In his testimony, Governor Cooper responded to a question on the wood pellet industry in North Carolina from Representative Westerman (AR-4) that “there’s a concern about the increase of the use of wood pellets in North Carolina.” Additionally, in his written statement, he highlighted that we do need “federal legislation and regulations that promote emission reductions and the preservation of forests” and other natural infrastructure like wetlands. His words underscored the need to pump the brakes on the destructive wood pellet biomass industry in our state. Now, real climate leadership and action is needed from Cooper’s administration to protect the forests and communities who are threatened by the wood pellet industry, led by Enviva, the world’s largest wood pellet producer.
“While we recognize the steps that Governor Cooper has taken to address climate change through Executive Order 80, his administration continues to back some of the most destructive and carbon-emitting projects in the nation,” stated Danna Smith, Executive Director of Dogwood Alliance. “North Carolina is now a world leader — if not the world leader — in the production and export of wood pellets, one of the greatest climate scams to threaten our planet’s health.”
Every year, tens of thousands of acres of North Carolina’s forests from the coastal plain are cut down, turned into wood pellets, and shipped overseas to be burned for electricity. Wood pellet biomass facilities in the state are projected to consume over 4 million tons of wood in 2019 and plans for further expansion are underway.

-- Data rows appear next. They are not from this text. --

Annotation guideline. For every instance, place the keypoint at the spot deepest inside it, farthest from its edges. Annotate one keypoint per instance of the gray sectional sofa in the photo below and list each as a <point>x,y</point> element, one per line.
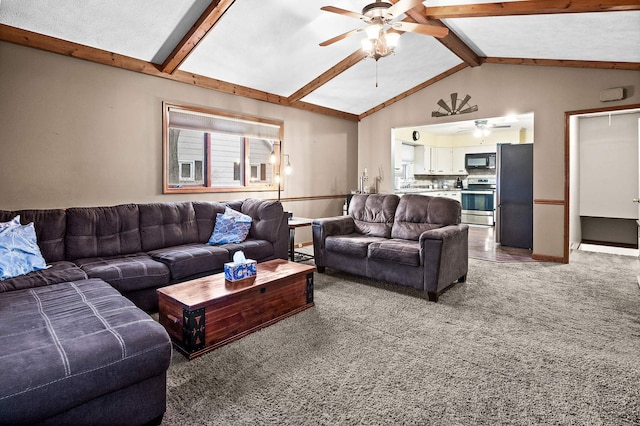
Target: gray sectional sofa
<point>413,240</point>
<point>76,346</point>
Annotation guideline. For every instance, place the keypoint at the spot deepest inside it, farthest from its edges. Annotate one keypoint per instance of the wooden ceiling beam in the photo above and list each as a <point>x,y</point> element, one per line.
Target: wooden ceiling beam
<point>79,51</point>
<point>328,75</point>
<point>196,33</point>
<point>451,41</point>
<point>414,90</point>
<point>537,7</point>
<point>632,66</point>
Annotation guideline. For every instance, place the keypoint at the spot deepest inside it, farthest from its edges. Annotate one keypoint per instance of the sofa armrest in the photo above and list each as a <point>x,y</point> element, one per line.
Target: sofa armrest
<point>325,227</point>
<point>444,253</point>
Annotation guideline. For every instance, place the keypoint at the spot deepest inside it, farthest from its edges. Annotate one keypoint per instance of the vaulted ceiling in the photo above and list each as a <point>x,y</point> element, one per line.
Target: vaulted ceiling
<point>269,50</point>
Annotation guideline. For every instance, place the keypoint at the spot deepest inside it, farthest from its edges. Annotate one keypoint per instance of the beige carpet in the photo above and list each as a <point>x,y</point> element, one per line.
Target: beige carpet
<point>517,344</point>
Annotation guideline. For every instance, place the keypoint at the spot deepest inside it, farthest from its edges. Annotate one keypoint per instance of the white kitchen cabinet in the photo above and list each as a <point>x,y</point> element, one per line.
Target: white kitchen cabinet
<point>458,154</point>
<point>444,161</point>
<point>397,157</point>
<point>419,166</point>
<point>424,160</point>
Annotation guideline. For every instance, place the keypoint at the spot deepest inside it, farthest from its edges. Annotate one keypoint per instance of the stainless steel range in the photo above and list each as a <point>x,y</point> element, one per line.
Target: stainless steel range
<point>479,200</point>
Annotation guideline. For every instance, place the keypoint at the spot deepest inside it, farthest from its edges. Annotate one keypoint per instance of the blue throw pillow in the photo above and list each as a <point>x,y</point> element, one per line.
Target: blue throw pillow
<point>231,227</point>
<point>13,222</point>
<point>19,251</point>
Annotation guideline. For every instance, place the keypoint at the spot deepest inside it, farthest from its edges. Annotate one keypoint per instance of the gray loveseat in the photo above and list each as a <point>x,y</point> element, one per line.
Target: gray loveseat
<point>74,347</point>
<point>413,240</point>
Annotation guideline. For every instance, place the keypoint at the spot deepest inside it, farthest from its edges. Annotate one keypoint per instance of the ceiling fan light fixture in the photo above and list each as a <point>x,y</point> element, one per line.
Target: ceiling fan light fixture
<point>367,46</point>
<point>373,31</point>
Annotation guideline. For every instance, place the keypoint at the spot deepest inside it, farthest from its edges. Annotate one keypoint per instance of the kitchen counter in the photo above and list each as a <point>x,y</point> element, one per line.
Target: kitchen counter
<point>423,190</point>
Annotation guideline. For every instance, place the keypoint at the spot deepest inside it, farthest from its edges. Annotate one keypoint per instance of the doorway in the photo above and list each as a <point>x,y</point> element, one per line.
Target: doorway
<point>603,162</point>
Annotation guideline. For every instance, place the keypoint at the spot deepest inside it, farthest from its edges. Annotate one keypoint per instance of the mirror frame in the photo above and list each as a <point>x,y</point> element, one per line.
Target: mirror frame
<point>246,184</point>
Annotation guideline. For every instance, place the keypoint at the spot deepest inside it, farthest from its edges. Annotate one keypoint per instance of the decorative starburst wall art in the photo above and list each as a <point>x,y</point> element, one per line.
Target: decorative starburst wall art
<point>455,107</point>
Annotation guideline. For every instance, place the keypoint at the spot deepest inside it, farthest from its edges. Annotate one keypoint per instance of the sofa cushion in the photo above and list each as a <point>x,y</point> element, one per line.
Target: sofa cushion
<point>351,244</point>
<point>419,213</point>
<point>127,273</point>
<point>58,272</point>
<point>191,259</point>
<point>50,230</point>
<point>19,251</point>
<point>373,214</point>
<point>76,341</point>
<point>167,224</point>
<point>102,231</point>
<point>267,218</point>
<point>397,251</point>
<point>206,212</point>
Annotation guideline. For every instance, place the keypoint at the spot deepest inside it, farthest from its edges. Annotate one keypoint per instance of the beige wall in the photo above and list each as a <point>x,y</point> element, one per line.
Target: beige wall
<point>76,133</point>
<point>499,90</point>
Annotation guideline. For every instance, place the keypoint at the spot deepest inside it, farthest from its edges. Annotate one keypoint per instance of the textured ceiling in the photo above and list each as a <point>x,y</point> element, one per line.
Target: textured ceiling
<point>273,46</point>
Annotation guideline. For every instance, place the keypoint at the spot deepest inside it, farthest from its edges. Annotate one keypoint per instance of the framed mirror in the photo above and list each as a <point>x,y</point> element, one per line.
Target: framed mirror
<point>208,150</point>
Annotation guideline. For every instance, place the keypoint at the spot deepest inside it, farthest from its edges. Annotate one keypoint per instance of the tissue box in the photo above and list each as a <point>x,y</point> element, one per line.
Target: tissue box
<point>239,271</point>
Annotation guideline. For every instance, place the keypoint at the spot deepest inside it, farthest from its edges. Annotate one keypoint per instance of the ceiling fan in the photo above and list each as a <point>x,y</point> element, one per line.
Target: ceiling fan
<point>380,42</point>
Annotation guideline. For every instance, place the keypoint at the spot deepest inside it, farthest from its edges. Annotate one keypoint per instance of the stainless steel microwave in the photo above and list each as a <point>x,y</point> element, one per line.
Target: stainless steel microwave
<point>486,160</point>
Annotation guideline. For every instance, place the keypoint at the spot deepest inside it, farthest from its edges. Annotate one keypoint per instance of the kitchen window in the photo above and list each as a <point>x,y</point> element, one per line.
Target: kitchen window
<point>208,150</point>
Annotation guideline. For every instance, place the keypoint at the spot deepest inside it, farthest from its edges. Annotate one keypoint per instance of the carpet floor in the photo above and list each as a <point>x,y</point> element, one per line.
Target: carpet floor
<point>517,344</point>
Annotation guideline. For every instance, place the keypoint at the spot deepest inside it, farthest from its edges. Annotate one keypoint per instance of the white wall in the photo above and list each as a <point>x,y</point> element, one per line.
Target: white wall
<point>498,90</point>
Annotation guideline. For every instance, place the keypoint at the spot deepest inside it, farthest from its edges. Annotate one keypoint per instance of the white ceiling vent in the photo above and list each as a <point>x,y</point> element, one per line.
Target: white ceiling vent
<point>614,94</point>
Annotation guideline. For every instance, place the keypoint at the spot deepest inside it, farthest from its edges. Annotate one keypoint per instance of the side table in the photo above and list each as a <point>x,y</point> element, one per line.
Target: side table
<point>297,222</point>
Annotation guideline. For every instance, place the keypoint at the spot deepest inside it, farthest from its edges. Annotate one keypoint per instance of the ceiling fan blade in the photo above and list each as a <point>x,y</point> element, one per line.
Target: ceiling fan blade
<point>431,30</point>
<point>470,109</point>
<point>402,6</point>
<point>344,12</point>
<point>444,105</point>
<point>464,101</point>
<point>341,37</point>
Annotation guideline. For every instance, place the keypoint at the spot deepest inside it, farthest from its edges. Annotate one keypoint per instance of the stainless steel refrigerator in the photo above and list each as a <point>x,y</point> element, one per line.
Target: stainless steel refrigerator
<point>514,195</point>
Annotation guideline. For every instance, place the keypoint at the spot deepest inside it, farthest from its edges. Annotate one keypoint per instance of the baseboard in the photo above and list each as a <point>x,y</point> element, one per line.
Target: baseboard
<point>610,244</point>
<point>546,258</point>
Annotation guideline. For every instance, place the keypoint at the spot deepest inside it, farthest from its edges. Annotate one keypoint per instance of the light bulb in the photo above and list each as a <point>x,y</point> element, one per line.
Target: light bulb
<point>367,46</point>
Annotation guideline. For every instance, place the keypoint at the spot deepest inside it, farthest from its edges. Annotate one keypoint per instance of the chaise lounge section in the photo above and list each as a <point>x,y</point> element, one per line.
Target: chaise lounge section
<point>413,240</point>
<point>76,346</point>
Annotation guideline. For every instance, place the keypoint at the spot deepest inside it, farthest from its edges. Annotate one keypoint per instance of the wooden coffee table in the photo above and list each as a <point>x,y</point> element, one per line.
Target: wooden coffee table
<point>203,314</point>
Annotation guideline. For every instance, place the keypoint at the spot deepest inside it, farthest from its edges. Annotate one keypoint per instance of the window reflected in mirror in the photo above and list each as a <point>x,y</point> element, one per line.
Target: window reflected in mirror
<point>215,151</point>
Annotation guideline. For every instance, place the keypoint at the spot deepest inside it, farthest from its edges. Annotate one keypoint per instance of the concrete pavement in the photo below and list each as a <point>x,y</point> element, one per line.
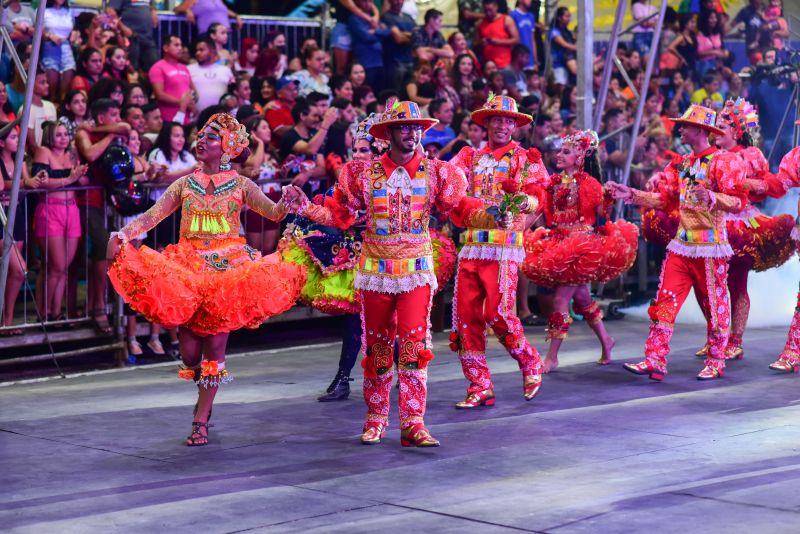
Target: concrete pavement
<point>599,450</point>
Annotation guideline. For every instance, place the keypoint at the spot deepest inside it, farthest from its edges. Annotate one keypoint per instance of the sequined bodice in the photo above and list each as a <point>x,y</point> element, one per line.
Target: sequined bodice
<point>488,175</point>
<point>210,206</point>
<point>398,203</point>
<point>566,207</point>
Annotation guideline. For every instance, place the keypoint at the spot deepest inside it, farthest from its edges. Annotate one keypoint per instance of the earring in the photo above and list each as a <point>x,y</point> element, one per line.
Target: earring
<point>225,162</point>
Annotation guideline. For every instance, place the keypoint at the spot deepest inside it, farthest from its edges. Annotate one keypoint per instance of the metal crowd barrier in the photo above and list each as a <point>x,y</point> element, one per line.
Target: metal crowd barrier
<point>255,26</point>
<point>30,309</point>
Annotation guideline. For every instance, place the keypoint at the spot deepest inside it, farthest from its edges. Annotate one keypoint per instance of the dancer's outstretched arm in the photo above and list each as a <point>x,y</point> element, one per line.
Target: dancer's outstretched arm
<point>169,202</point>
<point>261,204</point>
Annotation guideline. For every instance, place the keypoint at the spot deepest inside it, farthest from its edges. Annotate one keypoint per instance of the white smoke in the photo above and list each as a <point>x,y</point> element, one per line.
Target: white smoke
<point>773,294</point>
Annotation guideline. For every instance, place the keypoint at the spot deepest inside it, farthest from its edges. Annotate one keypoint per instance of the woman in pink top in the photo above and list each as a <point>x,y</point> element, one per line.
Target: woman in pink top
<point>498,34</point>
<point>709,43</point>
<point>172,83</point>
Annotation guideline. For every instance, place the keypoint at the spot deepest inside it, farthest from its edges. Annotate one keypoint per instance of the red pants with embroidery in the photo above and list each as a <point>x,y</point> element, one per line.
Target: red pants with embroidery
<point>708,278</point>
<point>412,312</point>
<point>738,271</point>
<point>485,294</point>
<point>791,351</point>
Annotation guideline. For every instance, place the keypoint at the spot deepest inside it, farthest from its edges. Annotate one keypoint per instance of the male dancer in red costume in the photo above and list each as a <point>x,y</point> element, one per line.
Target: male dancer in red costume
<point>486,282</point>
<point>759,242</point>
<point>709,183</point>
<point>398,191</point>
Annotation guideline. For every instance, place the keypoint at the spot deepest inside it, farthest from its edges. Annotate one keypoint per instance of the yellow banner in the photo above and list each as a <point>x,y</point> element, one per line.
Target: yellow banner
<point>604,10</point>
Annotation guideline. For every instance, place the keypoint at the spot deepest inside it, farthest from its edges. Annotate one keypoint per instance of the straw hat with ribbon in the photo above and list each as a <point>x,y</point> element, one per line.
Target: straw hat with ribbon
<point>500,106</point>
<point>700,116</point>
<point>398,113</point>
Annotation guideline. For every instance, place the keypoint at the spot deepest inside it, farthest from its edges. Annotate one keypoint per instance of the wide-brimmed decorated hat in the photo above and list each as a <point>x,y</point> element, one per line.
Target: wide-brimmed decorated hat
<point>500,106</point>
<point>701,117</point>
<point>399,112</point>
<point>742,116</point>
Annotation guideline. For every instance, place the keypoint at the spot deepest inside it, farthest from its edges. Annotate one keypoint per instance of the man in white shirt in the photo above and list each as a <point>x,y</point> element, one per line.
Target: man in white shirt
<point>210,79</point>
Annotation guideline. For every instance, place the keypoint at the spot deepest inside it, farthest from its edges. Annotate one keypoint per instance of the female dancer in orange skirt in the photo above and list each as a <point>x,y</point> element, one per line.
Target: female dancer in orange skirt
<point>570,251</point>
<point>211,282</point>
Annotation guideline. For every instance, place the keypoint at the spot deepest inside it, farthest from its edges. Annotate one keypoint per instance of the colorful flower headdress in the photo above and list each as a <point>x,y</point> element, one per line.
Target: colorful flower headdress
<point>742,115</point>
<point>361,130</point>
<point>234,136</point>
<point>584,140</point>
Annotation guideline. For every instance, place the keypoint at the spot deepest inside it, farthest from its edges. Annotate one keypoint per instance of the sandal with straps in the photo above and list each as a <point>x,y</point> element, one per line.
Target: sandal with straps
<point>101,323</point>
<point>210,411</point>
<point>196,439</point>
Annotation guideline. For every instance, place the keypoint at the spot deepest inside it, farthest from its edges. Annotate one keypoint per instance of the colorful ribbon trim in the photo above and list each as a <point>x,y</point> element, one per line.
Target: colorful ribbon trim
<point>491,237</point>
<point>703,236</point>
<point>395,267</point>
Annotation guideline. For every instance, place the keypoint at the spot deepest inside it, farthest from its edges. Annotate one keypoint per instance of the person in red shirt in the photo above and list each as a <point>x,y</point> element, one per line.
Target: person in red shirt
<point>172,83</point>
<point>497,33</point>
<point>90,68</point>
<point>279,112</point>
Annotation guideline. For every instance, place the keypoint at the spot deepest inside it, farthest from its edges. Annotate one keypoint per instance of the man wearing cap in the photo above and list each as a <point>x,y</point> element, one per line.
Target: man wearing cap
<point>486,280</point>
<point>279,111</point>
<point>395,276</point>
<point>706,185</point>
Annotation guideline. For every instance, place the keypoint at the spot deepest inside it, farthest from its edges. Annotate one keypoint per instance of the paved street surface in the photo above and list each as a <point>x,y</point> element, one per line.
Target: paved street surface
<point>599,450</point>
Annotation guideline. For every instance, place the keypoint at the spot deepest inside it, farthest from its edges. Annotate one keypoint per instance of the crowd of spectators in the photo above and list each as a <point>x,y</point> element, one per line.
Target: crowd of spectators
<point>102,84</point>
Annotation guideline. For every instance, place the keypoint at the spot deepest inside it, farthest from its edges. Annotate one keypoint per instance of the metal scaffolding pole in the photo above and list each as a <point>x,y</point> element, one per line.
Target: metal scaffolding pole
<point>637,121</point>
<point>19,159</point>
<point>585,62</point>
<point>609,64</point>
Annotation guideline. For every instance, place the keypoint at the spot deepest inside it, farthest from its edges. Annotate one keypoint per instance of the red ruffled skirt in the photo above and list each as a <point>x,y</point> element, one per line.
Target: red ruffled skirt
<point>659,227</point>
<point>210,290</point>
<point>561,257</point>
<point>763,245</point>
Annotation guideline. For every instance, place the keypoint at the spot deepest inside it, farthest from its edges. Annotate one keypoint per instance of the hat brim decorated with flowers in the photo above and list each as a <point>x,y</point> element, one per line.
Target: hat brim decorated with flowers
<point>399,113</point>
<point>500,106</point>
<point>700,116</point>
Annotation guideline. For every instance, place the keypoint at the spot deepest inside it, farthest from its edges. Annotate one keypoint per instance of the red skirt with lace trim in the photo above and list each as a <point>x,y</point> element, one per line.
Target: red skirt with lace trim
<point>659,227</point>
<point>210,290</point>
<point>561,257</point>
<point>763,245</point>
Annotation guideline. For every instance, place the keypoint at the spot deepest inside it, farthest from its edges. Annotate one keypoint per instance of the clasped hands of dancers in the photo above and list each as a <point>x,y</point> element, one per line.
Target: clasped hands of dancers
<point>211,282</point>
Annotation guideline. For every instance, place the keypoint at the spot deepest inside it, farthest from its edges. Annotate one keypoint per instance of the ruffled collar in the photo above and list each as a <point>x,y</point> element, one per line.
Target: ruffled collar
<point>700,155</point>
<point>411,167</point>
<point>217,179</point>
<point>498,152</point>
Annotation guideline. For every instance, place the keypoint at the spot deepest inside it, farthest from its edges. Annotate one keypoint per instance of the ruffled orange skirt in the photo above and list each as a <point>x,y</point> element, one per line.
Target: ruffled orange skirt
<point>210,290</point>
<point>763,245</point>
<point>575,257</point>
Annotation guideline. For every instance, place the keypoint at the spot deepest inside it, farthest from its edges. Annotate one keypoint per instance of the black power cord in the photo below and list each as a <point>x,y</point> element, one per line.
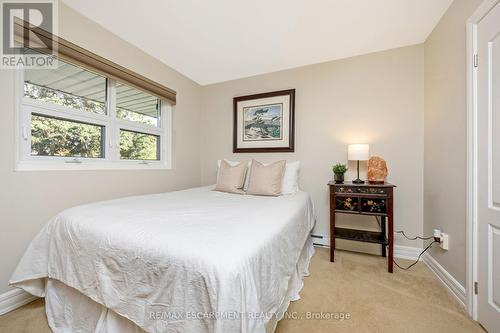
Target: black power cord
<point>412,238</point>
<point>418,259</point>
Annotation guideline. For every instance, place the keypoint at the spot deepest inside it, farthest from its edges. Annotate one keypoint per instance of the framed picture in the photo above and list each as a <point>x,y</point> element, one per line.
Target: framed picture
<point>264,123</point>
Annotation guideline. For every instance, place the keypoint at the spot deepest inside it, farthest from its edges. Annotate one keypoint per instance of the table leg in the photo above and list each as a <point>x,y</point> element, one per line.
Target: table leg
<point>332,225</point>
<point>390,235</point>
<point>382,229</point>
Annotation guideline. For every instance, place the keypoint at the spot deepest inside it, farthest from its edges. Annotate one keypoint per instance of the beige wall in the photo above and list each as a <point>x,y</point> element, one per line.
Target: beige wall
<point>376,98</point>
<point>29,199</point>
<point>446,135</point>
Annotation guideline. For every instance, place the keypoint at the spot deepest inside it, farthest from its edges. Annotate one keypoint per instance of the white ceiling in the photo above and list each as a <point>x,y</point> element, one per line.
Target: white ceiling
<point>218,40</point>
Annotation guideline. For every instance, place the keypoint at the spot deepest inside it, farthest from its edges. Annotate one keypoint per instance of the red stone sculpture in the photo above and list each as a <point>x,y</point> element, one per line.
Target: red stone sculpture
<point>377,170</point>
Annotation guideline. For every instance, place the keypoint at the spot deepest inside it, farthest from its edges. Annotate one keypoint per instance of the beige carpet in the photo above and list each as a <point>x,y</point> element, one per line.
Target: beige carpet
<point>356,287</point>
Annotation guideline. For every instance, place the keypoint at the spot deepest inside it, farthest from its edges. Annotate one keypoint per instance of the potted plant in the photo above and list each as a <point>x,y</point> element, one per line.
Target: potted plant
<point>339,170</point>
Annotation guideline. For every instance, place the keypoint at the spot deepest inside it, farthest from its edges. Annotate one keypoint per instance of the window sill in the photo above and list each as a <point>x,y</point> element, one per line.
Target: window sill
<point>84,166</point>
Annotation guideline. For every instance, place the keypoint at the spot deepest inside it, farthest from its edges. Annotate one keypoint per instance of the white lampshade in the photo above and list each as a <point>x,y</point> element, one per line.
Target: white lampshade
<point>358,152</point>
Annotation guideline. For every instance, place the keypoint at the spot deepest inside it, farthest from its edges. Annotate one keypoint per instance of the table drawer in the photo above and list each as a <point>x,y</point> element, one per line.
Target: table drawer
<point>373,205</point>
<point>362,190</point>
<point>347,203</point>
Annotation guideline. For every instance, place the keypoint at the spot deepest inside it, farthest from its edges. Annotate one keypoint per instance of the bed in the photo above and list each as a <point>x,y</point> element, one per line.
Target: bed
<point>195,260</point>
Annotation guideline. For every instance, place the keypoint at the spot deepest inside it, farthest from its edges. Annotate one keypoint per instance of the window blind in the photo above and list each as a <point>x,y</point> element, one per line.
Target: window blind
<point>67,51</point>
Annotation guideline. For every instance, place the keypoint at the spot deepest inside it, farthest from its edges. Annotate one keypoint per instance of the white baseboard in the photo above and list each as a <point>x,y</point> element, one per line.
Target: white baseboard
<point>455,288</point>
<point>14,299</point>
<point>407,252</point>
<point>401,252</point>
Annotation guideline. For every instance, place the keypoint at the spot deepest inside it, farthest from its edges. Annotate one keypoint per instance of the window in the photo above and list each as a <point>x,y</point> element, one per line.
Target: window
<point>71,117</point>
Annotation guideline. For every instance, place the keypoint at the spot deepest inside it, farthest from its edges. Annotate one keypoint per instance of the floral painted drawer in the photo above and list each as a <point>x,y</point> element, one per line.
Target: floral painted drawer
<point>347,203</point>
<point>370,205</point>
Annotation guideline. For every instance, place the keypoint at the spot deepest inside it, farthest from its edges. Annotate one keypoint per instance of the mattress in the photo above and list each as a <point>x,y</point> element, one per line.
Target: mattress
<point>188,261</point>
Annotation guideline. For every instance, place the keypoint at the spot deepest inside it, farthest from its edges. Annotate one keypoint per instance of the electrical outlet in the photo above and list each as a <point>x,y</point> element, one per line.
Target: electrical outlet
<point>437,235</point>
<point>444,241</point>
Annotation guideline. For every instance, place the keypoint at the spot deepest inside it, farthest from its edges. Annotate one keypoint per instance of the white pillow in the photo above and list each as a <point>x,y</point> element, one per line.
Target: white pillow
<point>233,163</point>
<point>289,184</point>
<point>290,181</point>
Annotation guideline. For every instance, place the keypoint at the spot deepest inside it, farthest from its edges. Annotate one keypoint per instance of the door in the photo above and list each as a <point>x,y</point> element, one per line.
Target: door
<point>488,199</point>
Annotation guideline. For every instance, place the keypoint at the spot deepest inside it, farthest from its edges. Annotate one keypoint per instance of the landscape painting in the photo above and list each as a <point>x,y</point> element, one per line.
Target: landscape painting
<point>263,122</point>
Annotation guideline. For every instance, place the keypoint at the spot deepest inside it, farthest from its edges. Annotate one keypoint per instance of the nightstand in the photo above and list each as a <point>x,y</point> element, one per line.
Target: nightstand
<point>369,199</point>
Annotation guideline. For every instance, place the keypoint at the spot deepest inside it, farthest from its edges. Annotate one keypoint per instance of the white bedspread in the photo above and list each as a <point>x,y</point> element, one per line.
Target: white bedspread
<point>188,261</point>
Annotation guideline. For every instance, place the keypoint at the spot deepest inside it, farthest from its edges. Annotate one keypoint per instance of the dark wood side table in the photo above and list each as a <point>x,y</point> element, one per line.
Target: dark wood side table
<point>369,199</point>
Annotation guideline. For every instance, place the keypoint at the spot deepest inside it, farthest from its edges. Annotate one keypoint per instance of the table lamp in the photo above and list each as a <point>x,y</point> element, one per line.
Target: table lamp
<point>358,152</point>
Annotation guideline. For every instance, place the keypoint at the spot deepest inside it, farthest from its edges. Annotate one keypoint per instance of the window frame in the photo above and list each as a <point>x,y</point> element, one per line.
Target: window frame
<point>26,106</point>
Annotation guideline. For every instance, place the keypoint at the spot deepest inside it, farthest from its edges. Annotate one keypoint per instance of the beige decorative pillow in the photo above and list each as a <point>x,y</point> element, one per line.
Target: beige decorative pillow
<point>266,179</point>
<point>231,178</point>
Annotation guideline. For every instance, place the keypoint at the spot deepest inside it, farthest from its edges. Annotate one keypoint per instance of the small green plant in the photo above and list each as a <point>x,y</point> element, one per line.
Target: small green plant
<point>339,168</point>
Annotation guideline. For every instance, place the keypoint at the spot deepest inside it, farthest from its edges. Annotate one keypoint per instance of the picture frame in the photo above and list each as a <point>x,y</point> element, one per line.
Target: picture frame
<point>264,123</point>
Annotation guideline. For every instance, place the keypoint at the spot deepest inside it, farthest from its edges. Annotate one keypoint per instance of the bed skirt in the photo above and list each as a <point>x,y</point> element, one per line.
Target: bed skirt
<point>68,310</point>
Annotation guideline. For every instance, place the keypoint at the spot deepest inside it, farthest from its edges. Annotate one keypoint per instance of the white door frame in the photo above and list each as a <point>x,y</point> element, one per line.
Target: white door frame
<point>471,238</point>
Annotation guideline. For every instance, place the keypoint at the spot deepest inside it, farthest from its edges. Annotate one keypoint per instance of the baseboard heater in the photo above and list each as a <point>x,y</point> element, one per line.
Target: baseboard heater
<point>320,240</point>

That is equivalent to clearcutting an area greater than the size of Washington, DC — 45,840 acres of forests every year — all for a product that will be exported and burned. Scientists have made it abundantly clear that using forests for energy is not a solution to the climate crisis. Each step of the process harms North Carolina’s forests and communities, releasing carbon into the atmosphere that would otherwise be stored and further degrading the natural flood control for communities experiencing the serious impacts of extreme flooding due to climate change.
Governor Cooper has had multiple opportunities to pump the brakes on the wood pellet industry in North Carolina since he took office in 2017, and each time his administration has failed to take the necessary action. Despite his welcomed acknowledgement at today’s hearing of growing concern from North Carolina residents, scientists, and organizations, the actions of his administration continue to roll out the red carpet for Enviva, having approved another expansion just last month. These actions simply don’t match his rhetoric when it comes to committing to greenhouse gas emissions reductions or protecting forests in his own state.
North Carolina — and the planet — need more than just lip service when it comes to addressing the climate crisis. Dogwood Alliance stands in solidarity with our partners calling for a just transition to a truly clean energy economy, and we are united in our opposition to false solutions that put more greenhouse gas emissions in the atmosphere, threaten the health and quality of life of surrounding communities, and place the burden of clean up on residents. We would be proud to stand behind Governor Cooper taking necessary action to halt the further expansion of the wood pellet industry in the state for the benefit of all North Carolinians.